In this light post, I will present a simple method to grab a picture from my webcam, send it to rekognition and display the result.

The part of the result I will focus on is the emotion. In other word, I will ask amazon: “An I happy?”.

Getting the picture from the webcam

I am using the package github.com/blackjack/webcam to grab the picture.

Capabilities of the webcam and image format

My webcam is handling the MJPEG format. Therefore, after the creation of a cam object and set the correct settings to grab mjpeg, I can read a frame in JPEG:

1
2
3
4
5
// ...
cam, err := webcam.Open("/dev/video0") // Open webcam
// ...
// Setting the format:
_,_,_, err := cam.SetImageFormat(format, uint32(size.MaxWidth), uint32(size.MaxHeight))

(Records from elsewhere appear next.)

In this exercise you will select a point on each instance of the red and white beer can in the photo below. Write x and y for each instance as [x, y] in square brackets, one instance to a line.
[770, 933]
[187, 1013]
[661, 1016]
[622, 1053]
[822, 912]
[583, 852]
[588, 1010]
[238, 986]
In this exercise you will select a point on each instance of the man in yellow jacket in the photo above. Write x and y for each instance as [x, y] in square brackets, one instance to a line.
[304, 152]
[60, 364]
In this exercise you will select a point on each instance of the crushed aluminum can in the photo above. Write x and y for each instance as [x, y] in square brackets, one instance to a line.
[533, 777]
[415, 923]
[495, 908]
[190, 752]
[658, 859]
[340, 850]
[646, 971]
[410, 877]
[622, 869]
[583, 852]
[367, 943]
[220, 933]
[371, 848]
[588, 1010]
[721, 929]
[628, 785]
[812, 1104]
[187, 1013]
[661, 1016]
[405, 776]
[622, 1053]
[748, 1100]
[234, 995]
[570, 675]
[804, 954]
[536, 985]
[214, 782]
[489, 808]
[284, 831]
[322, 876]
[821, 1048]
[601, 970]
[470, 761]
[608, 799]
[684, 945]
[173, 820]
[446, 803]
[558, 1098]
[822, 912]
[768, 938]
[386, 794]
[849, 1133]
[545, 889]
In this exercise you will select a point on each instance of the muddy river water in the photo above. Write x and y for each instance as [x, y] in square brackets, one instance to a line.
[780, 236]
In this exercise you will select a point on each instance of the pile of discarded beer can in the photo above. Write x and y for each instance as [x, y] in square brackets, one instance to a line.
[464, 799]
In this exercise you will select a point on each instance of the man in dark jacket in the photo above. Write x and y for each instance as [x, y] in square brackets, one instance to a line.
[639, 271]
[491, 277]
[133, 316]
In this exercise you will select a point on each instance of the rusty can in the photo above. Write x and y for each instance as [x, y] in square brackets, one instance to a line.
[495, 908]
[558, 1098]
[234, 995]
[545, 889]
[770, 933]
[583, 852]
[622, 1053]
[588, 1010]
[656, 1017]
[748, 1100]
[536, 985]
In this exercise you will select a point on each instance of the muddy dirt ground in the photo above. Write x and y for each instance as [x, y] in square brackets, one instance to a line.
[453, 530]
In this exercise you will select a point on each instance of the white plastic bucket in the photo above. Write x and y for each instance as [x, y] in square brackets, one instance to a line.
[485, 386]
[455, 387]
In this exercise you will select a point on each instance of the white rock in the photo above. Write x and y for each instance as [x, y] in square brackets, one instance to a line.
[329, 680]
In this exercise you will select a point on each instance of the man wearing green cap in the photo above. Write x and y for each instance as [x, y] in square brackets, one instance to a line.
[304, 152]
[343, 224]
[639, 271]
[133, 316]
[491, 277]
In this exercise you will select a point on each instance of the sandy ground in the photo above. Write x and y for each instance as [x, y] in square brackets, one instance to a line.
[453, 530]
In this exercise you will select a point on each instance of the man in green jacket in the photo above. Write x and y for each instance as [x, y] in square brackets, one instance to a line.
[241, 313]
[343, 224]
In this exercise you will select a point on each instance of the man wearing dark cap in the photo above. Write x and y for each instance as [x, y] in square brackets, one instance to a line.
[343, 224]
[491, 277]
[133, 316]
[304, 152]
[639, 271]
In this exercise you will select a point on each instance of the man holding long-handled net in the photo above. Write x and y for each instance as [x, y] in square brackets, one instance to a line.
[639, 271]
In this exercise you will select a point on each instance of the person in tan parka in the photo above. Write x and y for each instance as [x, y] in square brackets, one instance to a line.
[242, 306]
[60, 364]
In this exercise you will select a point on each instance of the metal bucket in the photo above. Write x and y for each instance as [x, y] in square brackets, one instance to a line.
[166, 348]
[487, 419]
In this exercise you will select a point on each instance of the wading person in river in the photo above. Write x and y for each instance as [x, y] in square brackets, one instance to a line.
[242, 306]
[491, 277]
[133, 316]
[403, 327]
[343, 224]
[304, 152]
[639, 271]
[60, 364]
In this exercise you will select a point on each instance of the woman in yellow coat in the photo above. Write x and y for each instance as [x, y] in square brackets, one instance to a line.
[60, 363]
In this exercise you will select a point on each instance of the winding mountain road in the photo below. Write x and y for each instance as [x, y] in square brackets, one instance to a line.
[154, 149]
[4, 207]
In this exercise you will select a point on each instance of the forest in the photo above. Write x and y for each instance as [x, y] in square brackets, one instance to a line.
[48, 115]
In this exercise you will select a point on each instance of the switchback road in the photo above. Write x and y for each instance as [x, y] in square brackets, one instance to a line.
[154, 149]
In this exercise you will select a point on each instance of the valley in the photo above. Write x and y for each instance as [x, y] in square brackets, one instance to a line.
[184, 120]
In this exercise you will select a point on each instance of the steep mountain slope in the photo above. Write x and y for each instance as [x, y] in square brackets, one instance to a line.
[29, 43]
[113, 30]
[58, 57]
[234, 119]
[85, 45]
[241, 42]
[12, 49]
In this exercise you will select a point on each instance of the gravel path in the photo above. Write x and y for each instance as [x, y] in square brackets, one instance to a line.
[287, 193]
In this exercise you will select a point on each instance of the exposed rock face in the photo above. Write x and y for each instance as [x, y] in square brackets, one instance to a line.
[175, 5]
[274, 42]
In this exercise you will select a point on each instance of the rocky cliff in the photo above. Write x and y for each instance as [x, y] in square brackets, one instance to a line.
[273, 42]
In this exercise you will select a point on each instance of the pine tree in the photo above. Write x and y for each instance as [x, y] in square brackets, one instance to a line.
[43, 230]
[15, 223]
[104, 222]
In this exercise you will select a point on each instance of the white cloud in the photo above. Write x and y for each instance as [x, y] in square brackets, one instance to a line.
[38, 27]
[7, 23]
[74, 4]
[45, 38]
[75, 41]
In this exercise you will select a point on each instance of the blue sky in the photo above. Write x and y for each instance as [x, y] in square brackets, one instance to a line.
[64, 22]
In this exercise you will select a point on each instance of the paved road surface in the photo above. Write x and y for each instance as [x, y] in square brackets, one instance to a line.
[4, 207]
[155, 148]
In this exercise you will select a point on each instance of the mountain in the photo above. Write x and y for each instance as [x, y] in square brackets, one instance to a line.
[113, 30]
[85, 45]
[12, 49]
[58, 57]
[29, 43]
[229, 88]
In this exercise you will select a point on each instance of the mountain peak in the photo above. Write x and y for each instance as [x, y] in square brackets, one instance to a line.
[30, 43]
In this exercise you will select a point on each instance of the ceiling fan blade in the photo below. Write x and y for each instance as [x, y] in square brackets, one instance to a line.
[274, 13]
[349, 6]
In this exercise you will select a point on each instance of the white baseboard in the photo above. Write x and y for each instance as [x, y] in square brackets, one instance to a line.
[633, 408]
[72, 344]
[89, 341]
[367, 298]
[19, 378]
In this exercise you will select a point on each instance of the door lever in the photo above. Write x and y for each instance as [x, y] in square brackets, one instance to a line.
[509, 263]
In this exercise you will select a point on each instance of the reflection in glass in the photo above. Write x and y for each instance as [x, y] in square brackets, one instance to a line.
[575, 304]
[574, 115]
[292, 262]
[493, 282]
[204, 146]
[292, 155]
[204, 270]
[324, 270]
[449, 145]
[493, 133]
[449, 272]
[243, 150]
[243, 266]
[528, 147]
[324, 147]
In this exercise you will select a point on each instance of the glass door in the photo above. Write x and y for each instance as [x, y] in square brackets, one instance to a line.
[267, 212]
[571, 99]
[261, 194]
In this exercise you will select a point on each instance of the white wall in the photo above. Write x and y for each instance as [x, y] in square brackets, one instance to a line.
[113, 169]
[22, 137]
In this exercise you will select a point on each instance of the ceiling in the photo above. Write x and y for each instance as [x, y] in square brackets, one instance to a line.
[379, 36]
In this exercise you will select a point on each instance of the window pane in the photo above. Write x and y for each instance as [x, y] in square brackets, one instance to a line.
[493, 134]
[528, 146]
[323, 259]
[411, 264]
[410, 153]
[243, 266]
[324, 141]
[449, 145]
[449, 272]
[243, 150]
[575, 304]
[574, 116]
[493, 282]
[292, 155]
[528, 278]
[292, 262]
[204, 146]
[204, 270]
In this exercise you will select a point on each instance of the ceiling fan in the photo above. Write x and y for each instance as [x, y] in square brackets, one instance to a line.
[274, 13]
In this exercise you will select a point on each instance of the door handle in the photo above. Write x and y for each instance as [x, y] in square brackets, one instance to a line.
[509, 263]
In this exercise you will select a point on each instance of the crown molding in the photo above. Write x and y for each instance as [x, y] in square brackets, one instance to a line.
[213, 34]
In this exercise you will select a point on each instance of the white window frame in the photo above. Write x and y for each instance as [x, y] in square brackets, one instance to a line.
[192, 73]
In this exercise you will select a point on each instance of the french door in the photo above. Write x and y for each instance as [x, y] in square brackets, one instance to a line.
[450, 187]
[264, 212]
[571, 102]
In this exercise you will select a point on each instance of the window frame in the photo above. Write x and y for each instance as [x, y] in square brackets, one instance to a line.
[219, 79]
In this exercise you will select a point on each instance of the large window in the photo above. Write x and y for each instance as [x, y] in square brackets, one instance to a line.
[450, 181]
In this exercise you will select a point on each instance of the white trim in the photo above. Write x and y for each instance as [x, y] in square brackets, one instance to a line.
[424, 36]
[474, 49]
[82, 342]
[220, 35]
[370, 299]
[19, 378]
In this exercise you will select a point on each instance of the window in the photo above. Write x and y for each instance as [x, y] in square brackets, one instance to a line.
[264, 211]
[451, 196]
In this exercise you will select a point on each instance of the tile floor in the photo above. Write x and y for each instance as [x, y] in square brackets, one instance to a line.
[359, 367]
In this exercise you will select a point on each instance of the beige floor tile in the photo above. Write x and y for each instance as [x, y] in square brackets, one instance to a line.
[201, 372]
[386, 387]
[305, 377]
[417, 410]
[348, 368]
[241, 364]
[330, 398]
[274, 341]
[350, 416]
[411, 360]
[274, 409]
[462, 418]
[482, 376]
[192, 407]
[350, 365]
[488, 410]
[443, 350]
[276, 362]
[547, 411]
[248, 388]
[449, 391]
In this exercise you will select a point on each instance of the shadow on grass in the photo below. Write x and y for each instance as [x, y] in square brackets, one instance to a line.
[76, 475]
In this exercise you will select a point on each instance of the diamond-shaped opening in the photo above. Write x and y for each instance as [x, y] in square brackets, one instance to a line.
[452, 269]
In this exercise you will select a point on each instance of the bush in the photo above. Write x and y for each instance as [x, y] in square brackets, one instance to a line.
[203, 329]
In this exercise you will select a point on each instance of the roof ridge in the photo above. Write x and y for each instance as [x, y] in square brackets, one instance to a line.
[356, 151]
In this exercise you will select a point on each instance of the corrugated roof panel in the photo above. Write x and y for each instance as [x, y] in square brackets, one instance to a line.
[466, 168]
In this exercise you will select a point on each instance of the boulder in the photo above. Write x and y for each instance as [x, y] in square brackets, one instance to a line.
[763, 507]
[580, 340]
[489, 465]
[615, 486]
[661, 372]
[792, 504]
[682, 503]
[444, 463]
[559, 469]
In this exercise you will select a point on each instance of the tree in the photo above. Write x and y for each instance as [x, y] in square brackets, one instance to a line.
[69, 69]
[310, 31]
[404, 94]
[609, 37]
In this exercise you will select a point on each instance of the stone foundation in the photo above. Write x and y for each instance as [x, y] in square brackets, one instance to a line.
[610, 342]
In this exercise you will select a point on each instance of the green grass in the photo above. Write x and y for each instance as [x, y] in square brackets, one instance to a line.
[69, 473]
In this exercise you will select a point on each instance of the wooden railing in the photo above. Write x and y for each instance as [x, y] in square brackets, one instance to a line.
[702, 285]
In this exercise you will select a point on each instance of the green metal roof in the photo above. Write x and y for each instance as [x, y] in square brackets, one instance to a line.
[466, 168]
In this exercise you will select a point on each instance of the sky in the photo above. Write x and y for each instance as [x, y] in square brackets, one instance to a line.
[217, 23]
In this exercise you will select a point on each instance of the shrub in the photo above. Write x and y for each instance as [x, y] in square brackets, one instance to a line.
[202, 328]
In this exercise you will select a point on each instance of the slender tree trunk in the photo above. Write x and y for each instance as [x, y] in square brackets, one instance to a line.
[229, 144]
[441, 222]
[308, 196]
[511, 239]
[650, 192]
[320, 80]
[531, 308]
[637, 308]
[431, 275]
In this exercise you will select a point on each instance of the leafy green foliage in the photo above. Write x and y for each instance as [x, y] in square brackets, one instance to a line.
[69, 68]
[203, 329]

format is of type uint32 and computable thanks to the informations present in /usr/include/linux/videodev2.h

MJPEG is: 1196444237

Note: To be honest, I did not evaluate the FOURCC method; I have requested the supported format of my webcam with their descriptions :)

Grabbing the picture

In a endless for loop, a frame is read with a call to ReadFrame:

1
2
3
4
5
for {
    timeout := uint32(5) //5 seconds
    err = cam.WaitForFrame(timeout)
    frame, err := cam.ReadFrame()
}

AWS

The API to import to use the service is github.com/aws/aws-sdk-go/service/rekognition and is documented here: http://docs.aws.amazon.com/sdk-for-go/api/service/rekognition/

The operation that I am using to detect the emotion is DetectFaces that takes an pointer to DetectFacesInput with is composed of a pointer to an Image.

Creating the input

The first thing that needs to be created is the Image object from our frame:

1
2
3
4
if len(frame) != 0 {
    image := &rekognition.Image{ // Required
        Bytes: frame,
    }

Then we create the DetectFacesInput:

1
2
3
4
5
6
params := &rekognition.DetectFacesInput{
        Image: image,
        Attributes: []*string{
                aws.String("ALL"), 
        },
}

The ALL attributes is present, otherwise AWS does not return the complete description of what it has found.

Sending the query

Pricing notice and warning

The price of the service as of today is 1 dollar per 1000 request. That sounds cheap, but at 25 FPS, this may cost a lot. Therefore, I have set up a read request that only process a picture if we press enter

1
bufio.NewReader(os.Stdin).ReadBytes('\n')

Session

As usual, to query AWS we need to create a session:

1
2
3
4
5
6
7
var err error
sess, err = session.NewSession(&aws.Config{Region: aws.String("us-east-1")})
if err != nil {
    fmt.Println("failed to create session,", err)
    return
}
svc = rekognition.New(sess)

Note: The session library will take care of connections informations such as environment variables like:

  • AWS_ACCESS_KEY_ID
  • AWS_SECRET_ ACCESS_KEY_ID

Query and result

Simply send the query

1
2
3
4
5
6
esp, err := svc.DetectFaces(params)

if err != nil {
        fmt.Println(err.Error())
        return
}

The result is of type DetectFacesOutput. This type is composed of a array of FaceDetails because obviously there can me more than one person per image. So we will loop and display the emotion for each face detected:

1
2
3
4
5
6
7
for i, fd := range resp.FaceDetails {
        fmt.Printf("The person %v is ", i)
        for _, e := range fd.Emotions {
                fmt.Printf("%v, ", *e.Type)
        }
        fmt.Printf("\n")
}

Run:

Conclusion

That’s all folks. The full code can be found here.

In the test I made, I was always happy. I’ve tried to be angry or sad, without success… Maybe I have a happy face. I should try with someone else maybe.

The service is nice and opens the door to a lot of applications: For example to monitor my home and sends an alert if someone is in my place and not from my family (or not the cat :).